Page 1 of 2
Difference between ASCII and Unicode
Posted: Sun Feb 08, 2015 8:55 pm
by NormJ
I have a program that reads and massages a text file that is written in Esperanto using the cx, gx, method of doing non-English characters. I have the program written so it handles ASCII text without a problem. When I change the text file so that it has the proper Esperanto characters, which can be found in Unicode, it no longer works. How does the program have to be changed to work with Unicode? I have the arrays that are used defined as xxxArray.s(0), and the majority of the variables are .i or .l as the case may be. Also, I can't find anything definite on how to use dynamic arrays, that is, arrays that are defined as xxxArray.s(). Any help would be appreciated.
Norm
Re: Difference between ASCII and Unicode
Posted: Sun Feb 08, 2015 9:25 pm
by Demivec
Is it possible to see any examples of the source code?
You'll only get general answers without being more specific.
Since you are challenged by arrays in addition to unicode can you be more specific on both items?
Re: Difference between ASCII and Unicode
Posted: Sun Feb 08, 2015 9:49 pm
by Little John
In any case, for properly handling Unicode text, at least 2 settings should be made in the PureBasic IDE
- Compiler > Compiler Options ... > [v] Create Unicode executable
- File > File format > Encoding: UTF-8
Re: Difference between ASCII and Unicode
Posted: Sun Feb 08, 2015 10:06 pm
by NormJ
OK, here's the code. I hope I do this correctly.
Code: Select all
filehandle.i
txt.s
timesThrough.i
Global Dim concord.s(1)
maxRec.i
; Open the file containing the raw data.
filehandle = PB_Any
result = ReadFile(filehandle, "D:\testfile.txt")
If err > 0
Debug "Error opening file."
End
EndIf
For timesThrough = 1 To 50 ;2336
txt = ""
; **** Read each line of raw data.
If Lof(filehandle) > 0
txt = ReadString(filehandle)
EndIf
; *** Strip off the Bible reference for later use.
startPos.i = 5
startPos2.i = FindString(txt, " ", 5)
If Left(txt, 3) = "Mat"
ref.s = " " + Left(txt, startPos2 - 1) + ","
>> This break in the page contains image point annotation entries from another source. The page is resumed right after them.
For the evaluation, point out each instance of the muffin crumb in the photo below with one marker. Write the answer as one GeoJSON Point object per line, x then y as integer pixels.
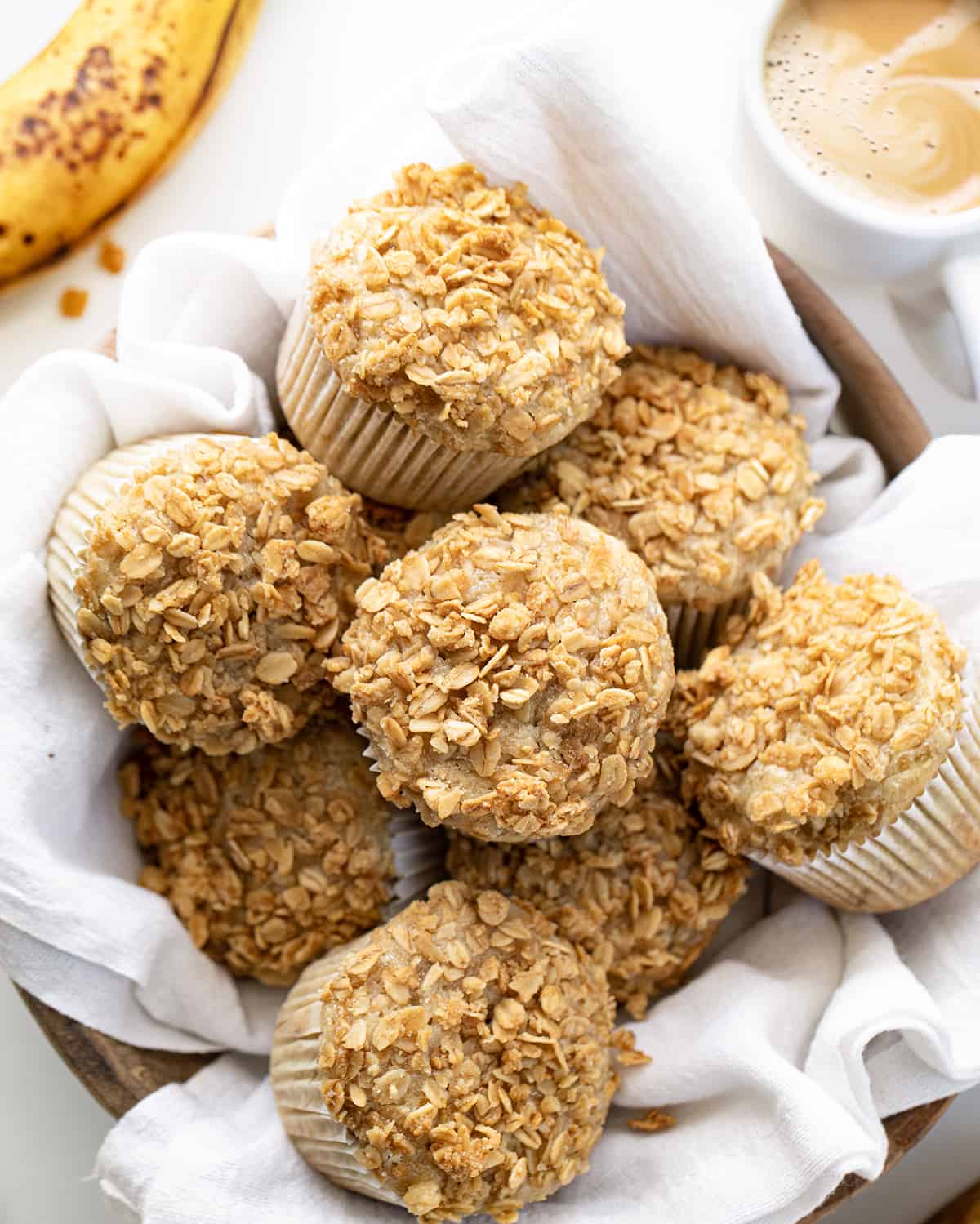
{"type": "Point", "coordinates": [74, 303]}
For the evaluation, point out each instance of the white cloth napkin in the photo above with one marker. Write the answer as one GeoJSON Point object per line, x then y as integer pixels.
{"type": "Point", "coordinates": [763, 1053]}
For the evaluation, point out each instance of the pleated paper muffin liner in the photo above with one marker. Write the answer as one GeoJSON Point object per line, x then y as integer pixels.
{"type": "Point", "coordinates": [931, 846]}
{"type": "Point", "coordinates": [97, 488]}
{"type": "Point", "coordinates": [694, 633]}
{"type": "Point", "coordinates": [368, 448]}
{"type": "Point", "coordinates": [323, 1142]}
{"type": "Point", "coordinates": [419, 856]}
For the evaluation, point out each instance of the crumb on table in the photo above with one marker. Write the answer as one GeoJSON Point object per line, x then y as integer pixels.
{"type": "Point", "coordinates": [112, 257]}
{"type": "Point", "coordinates": [74, 303]}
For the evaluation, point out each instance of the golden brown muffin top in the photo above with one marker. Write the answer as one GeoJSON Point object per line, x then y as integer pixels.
{"type": "Point", "coordinates": [830, 711]}
{"type": "Point", "coordinates": [479, 318]}
{"type": "Point", "coordinates": [643, 892]}
{"type": "Point", "coordinates": [469, 1050]}
{"type": "Point", "coordinates": [268, 860]}
{"type": "Point", "coordinates": [700, 469]}
{"type": "Point", "coordinates": [213, 588]}
{"type": "Point", "coordinates": [510, 674]}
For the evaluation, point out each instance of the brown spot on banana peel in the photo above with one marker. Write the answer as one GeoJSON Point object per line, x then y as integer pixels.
{"type": "Point", "coordinates": [92, 120]}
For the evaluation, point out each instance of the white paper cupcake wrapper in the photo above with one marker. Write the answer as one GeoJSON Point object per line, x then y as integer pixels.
{"type": "Point", "coordinates": [73, 527]}
{"type": "Point", "coordinates": [420, 860]}
{"type": "Point", "coordinates": [368, 447]}
{"type": "Point", "coordinates": [931, 846]}
{"type": "Point", "coordinates": [694, 633]}
{"type": "Point", "coordinates": [322, 1141]}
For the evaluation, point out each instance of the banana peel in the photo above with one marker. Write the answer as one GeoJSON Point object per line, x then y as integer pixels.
{"type": "Point", "coordinates": [100, 112]}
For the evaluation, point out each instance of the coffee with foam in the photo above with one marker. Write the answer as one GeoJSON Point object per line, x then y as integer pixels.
{"type": "Point", "coordinates": [882, 97]}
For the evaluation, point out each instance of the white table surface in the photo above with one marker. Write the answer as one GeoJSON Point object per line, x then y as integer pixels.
{"type": "Point", "coordinates": [289, 98]}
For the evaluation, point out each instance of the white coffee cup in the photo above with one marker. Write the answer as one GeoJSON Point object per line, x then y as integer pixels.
{"type": "Point", "coordinates": [859, 238]}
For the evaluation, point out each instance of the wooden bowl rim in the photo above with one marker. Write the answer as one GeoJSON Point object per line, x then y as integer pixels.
{"type": "Point", "coordinates": [119, 1075]}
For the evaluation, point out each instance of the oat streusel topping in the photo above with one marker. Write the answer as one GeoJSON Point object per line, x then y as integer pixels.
{"type": "Point", "coordinates": [268, 860]}
{"type": "Point", "coordinates": [213, 589]}
{"type": "Point", "coordinates": [470, 1052]}
{"type": "Point", "coordinates": [643, 892]}
{"type": "Point", "coordinates": [510, 674]}
{"type": "Point", "coordinates": [825, 719]}
{"type": "Point", "coordinates": [475, 316]}
{"type": "Point", "coordinates": [700, 469]}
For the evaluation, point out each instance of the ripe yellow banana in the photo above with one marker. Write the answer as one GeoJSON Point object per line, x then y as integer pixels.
{"type": "Point", "coordinates": [97, 114]}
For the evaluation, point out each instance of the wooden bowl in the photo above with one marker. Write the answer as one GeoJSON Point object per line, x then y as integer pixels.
{"type": "Point", "coordinates": [876, 407]}
{"type": "Point", "coordinates": [964, 1209]}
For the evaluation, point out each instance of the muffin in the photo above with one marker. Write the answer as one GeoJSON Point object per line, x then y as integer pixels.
{"type": "Point", "coordinates": [509, 674]}
{"type": "Point", "coordinates": [700, 469]}
{"type": "Point", "coordinates": [643, 892]}
{"type": "Point", "coordinates": [273, 858]}
{"type": "Point", "coordinates": [832, 742]}
{"type": "Point", "coordinates": [449, 331]}
{"type": "Point", "coordinates": [203, 581]}
{"type": "Point", "coordinates": [457, 1060]}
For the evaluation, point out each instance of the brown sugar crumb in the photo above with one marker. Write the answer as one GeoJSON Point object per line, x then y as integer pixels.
{"type": "Point", "coordinates": [476, 317]}
{"type": "Point", "coordinates": [73, 303]}
{"type": "Point", "coordinates": [700, 469]}
{"type": "Point", "coordinates": [823, 719]}
{"type": "Point", "coordinates": [471, 1059]}
{"type": "Point", "coordinates": [624, 1043]}
{"type": "Point", "coordinates": [213, 589]}
{"type": "Point", "coordinates": [653, 1121]}
{"type": "Point", "coordinates": [643, 892]}
{"type": "Point", "coordinates": [268, 860]}
{"type": "Point", "coordinates": [510, 674]}
{"type": "Point", "coordinates": [112, 257]}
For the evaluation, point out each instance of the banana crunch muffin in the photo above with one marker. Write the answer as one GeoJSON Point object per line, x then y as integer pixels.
{"type": "Point", "coordinates": [826, 716]}
{"type": "Point", "coordinates": [458, 1060]}
{"type": "Point", "coordinates": [700, 469]}
{"type": "Point", "coordinates": [510, 674]}
{"type": "Point", "coordinates": [272, 858]}
{"type": "Point", "coordinates": [479, 318]}
{"type": "Point", "coordinates": [643, 892]}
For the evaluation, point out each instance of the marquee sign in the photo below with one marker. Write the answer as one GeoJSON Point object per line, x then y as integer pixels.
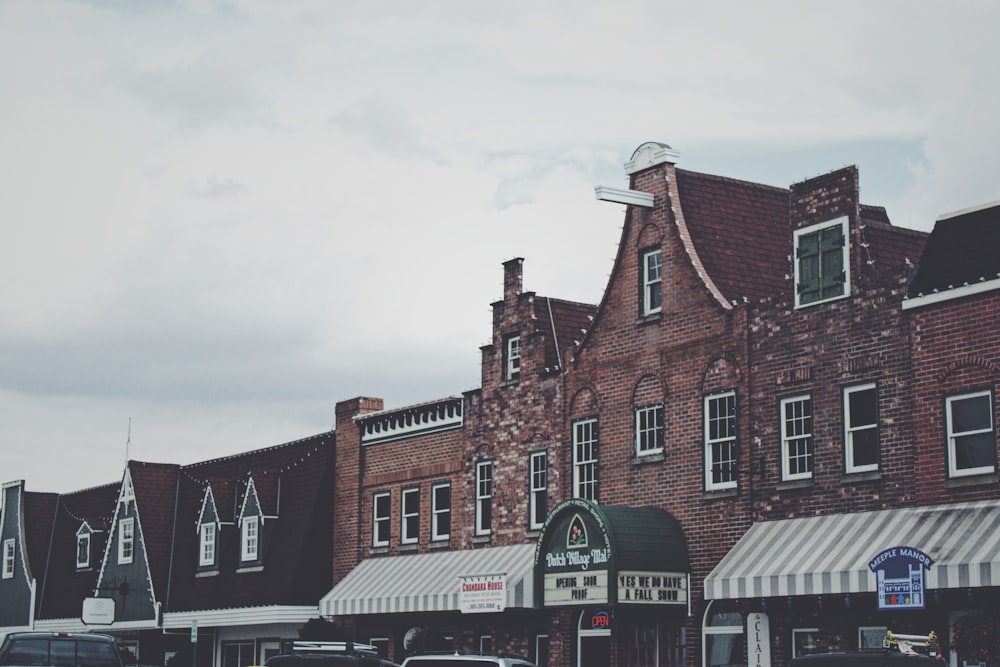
{"type": "Point", "coordinates": [900, 575]}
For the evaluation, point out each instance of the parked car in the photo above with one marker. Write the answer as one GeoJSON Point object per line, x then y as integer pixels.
{"type": "Point", "coordinates": [60, 649]}
{"type": "Point", "coordinates": [457, 659]}
{"type": "Point", "coordinates": [329, 654]}
{"type": "Point", "coordinates": [866, 658]}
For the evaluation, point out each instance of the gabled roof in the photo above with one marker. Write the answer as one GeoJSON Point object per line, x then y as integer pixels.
{"type": "Point", "coordinates": [294, 483]}
{"type": "Point", "coordinates": [564, 324]}
{"type": "Point", "coordinates": [63, 587]}
{"type": "Point", "coordinates": [961, 251]}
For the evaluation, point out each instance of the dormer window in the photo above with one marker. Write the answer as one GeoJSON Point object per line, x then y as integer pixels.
{"type": "Point", "coordinates": [9, 549]}
{"type": "Point", "coordinates": [652, 279]}
{"type": "Point", "coordinates": [126, 541]}
{"type": "Point", "coordinates": [83, 547]}
{"type": "Point", "coordinates": [249, 538]}
{"type": "Point", "coordinates": [821, 262]}
{"type": "Point", "coordinates": [512, 358]}
{"type": "Point", "coordinates": [206, 549]}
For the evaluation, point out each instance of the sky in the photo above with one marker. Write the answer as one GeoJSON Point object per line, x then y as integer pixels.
{"type": "Point", "coordinates": [220, 218]}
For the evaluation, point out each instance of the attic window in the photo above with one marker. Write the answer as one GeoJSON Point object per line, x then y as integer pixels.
{"type": "Point", "coordinates": [83, 547]}
{"type": "Point", "coordinates": [821, 262]}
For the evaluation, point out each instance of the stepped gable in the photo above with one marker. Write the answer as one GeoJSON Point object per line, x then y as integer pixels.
{"type": "Point", "coordinates": [740, 231]}
{"type": "Point", "coordinates": [64, 586]}
{"type": "Point", "coordinates": [294, 483]}
{"type": "Point", "coordinates": [155, 486]}
{"type": "Point", "coordinates": [568, 320]}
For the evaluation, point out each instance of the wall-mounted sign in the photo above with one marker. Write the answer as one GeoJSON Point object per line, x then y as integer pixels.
{"type": "Point", "coordinates": [652, 587]}
{"type": "Point", "coordinates": [758, 640]}
{"type": "Point", "coordinates": [98, 611]}
{"type": "Point", "coordinates": [900, 575]}
{"type": "Point", "coordinates": [482, 593]}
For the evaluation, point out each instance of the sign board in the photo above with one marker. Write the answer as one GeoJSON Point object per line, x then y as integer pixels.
{"type": "Point", "coordinates": [758, 640]}
{"type": "Point", "coordinates": [98, 611]}
{"type": "Point", "coordinates": [652, 587]}
{"type": "Point", "coordinates": [482, 593]}
{"type": "Point", "coordinates": [899, 572]}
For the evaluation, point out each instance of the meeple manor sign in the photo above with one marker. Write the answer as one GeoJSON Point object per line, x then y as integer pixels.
{"type": "Point", "coordinates": [576, 564]}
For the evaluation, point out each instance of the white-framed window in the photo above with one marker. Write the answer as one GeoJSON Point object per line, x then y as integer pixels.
{"type": "Point", "coordinates": [538, 489]}
{"type": "Point", "coordinates": [652, 279]}
{"type": "Point", "coordinates": [440, 511]}
{"type": "Point", "coordinates": [83, 547]}
{"type": "Point", "coordinates": [861, 428]}
{"type": "Point", "coordinates": [723, 639]}
{"type": "Point", "coordinates": [381, 518]}
{"type": "Point", "coordinates": [249, 538]}
{"type": "Point", "coordinates": [796, 438]}
{"type": "Point", "coordinates": [720, 441]}
{"type": "Point", "coordinates": [804, 641]}
{"type": "Point", "coordinates": [971, 438]}
{"type": "Point", "coordinates": [822, 269]}
{"type": "Point", "coordinates": [484, 497]}
{"type": "Point", "coordinates": [126, 540]}
{"type": "Point", "coordinates": [649, 430]}
{"type": "Point", "coordinates": [871, 636]}
{"type": "Point", "coordinates": [409, 516]}
{"type": "Point", "coordinates": [9, 549]}
{"type": "Point", "coordinates": [512, 358]}
{"type": "Point", "coordinates": [585, 458]}
{"type": "Point", "coordinates": [206, 549]}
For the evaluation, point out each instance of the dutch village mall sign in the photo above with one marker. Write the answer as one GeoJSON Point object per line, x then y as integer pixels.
{"type": "Point", "coordinates": [577, 564]}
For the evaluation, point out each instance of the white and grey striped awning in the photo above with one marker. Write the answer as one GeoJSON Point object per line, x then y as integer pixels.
{"type": "Point", "coordinates": [428, 582]}
{"type": "Point", "coordinates": [830, 554]}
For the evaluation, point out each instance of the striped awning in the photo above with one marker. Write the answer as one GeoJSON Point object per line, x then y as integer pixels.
{"type": "Point", "coordinates": [830, 554]}
{"type": "Point", "coordinates": [429, 582]}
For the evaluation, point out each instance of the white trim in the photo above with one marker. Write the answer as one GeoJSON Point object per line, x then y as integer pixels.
{"type": "Point", "coordinates": [622, 196]}
{"type": "Point", "coordinates": [843, 222]}
{"type": "Point", "coordinates": [951, 294]}
{"type": "Point", "coordinates": [244, 616]}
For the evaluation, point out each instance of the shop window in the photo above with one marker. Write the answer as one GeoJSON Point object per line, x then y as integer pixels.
{"type": "Point", "coordinates": [585, 459]}
{"type": "Point", "coordinates": [796, 438]}
{"type": "Point", "coordinates": [512, 358]}
{"type": "Point", "coordinates": [126, 541]}
{"type": "Point", "coordinates": [484, 497]}
{"type": "Point", "coordinates": [410, 516]}
{"type": "Point", "coordinates": [652, 279]}
{"type": "Point", "coordinates": [724, 642]}
{"type": "Point", "coordinates": [861, 428]}
{"type": "Point", "coordinates": [441, 511]}
{"type": "Point", "coordinates": [971, 440]}
{"type": "Point", "coordinates": [649, 430]}
{"type": "Point", "coordinates": [381, 521]}
{"type": "Point", "coordinates": [871, 636]}
{"type": "Point", "coordinates": [538, 489]}
{"type": "Point", "coordinates": [720, 441]}
{"type": "Point", "coordinates": [805, 641]}
{"type": "Point", "coordinates": [821, 263]}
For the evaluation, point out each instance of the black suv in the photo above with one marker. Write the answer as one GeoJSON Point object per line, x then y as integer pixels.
{"type": "Point", "coordinates": [60, 649]}
{"type": "Point", "coordinates": [866, 658]}
{"type": "Point", "coordinates": [330, 654]}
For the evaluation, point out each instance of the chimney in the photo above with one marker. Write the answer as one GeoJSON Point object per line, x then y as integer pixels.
{"type": "Point", "coordinates": [512, 273]}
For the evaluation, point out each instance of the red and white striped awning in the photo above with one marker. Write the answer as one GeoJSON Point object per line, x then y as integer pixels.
{"type": "Point", "coordinates": [429, 582]}
{"type": "Point", "coordinates": [830, 554]}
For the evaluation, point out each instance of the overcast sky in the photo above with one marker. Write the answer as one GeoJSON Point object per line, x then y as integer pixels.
{"type": "Point", "coordinates": [221, 218]}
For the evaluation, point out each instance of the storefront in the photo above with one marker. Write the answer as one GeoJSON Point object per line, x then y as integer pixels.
{"type": "Point", "coordinates": [842, 581]}
{"type": "Point", "coordinates": [622, 575]}
{"type": "Point", "coordinates": [472, 599]}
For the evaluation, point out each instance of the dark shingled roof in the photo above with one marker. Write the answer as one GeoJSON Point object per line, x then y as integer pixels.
{"type": "Point", "coordinates": [962, 248]}
{"type": "Point", "coordinates": [740, 231]}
ref2.s = " " + Mid(txt, startPos, startPos2 - startPos) + ","
Else
ref = ref
ref2 = ref2
EndIf
txt = Mid(txt, startPos2 + 1)
; **** Parse the line of data into a one-dimensional array
; of individual values as delimited by any of several
; characters. None of these characters are returned in
; the result. Provide a list of delimiters.
delimitList.s
oneChar.s
aWord.s
codeCount.i
Dim wordList.s(0);0
ReDim wordList(0);0
; Characters recognized as delimiters.
delimitList = " ,.;:+/!|?()'"+Chr(34)
i.i
j.i
k.i
codeCount = 0
i = Len(txt)
For j = 1 To i
; Read one char at a time.
oneChar = Mid(txt, j, 1)
; Is this one a delimiter?
k = FindString(delimitList, oneChar)
; Is it isn't, add to the current word.
If k = 0
aWord = aWord + oneChar
EndIf
; If it is, or if we're finished ...
If k <> 0 Or j = i
If aWord > ""
; Save the word.
codeCount = codeCount + 1
ReDim wordList(codeCount)
wordList(codeCount) = aWord
aWord = ""
EndIf
EndIf
Next j
; **** Sort the array into alphabetical order.
SortArray(wordList(), 2)
; **** Attach the reference to each word in the array.
;For index.i = 1 To ArraySize(wordList())
; wordList(index) + ref
;Next index
; **** Remove the duplicated words from the array
; keeping count of the words removed.
lowbound.i
upBound.i
Dim tempArray.s(0);0
cur.i
A.i
B.i
; Check for empty array.
If (wordList(0) = "")
Break
EndIf
; We need these often.
lowBound = 1 ;lbound(wordList)
upBound = ArraySize(wordList())
; Reserve check buffer.
ReDim tempArray(upBound)
; Set first item.
cur = lowBound
tempArray(cur) = wordList(lowBound)
; Loop through all items.
For A = lowBound + 1 To upBound
; Make a comparison against all items.
For B = lowBound To cur
; If it is a duplicate, exit array.
If StringByteLength(tempArray(B)) = StringByteLength(wordList(A))
If wordList(A) = tempArray(B)
Break
EndIf
EndIf
Next B
; Check if the loop was exited; add new item to check buffer if not.
If B > cur
cur = B
tempArray(cur) = wordList(A)
EndIf
Next A
; Fix size.
ReDim tempArray(cur)
; Copy
ReDim wordList(cur)
CopyArray(tempArray(), wordList())
; **** Sort the new list.
SortArray(wordList(), 2)
; **** Append the wordList array onto the concord array.
If concord(0) = ""
;If SafeArrayGetDim(concord) > 0
; Merges two arrays.
; wordList is appended to the end of concord.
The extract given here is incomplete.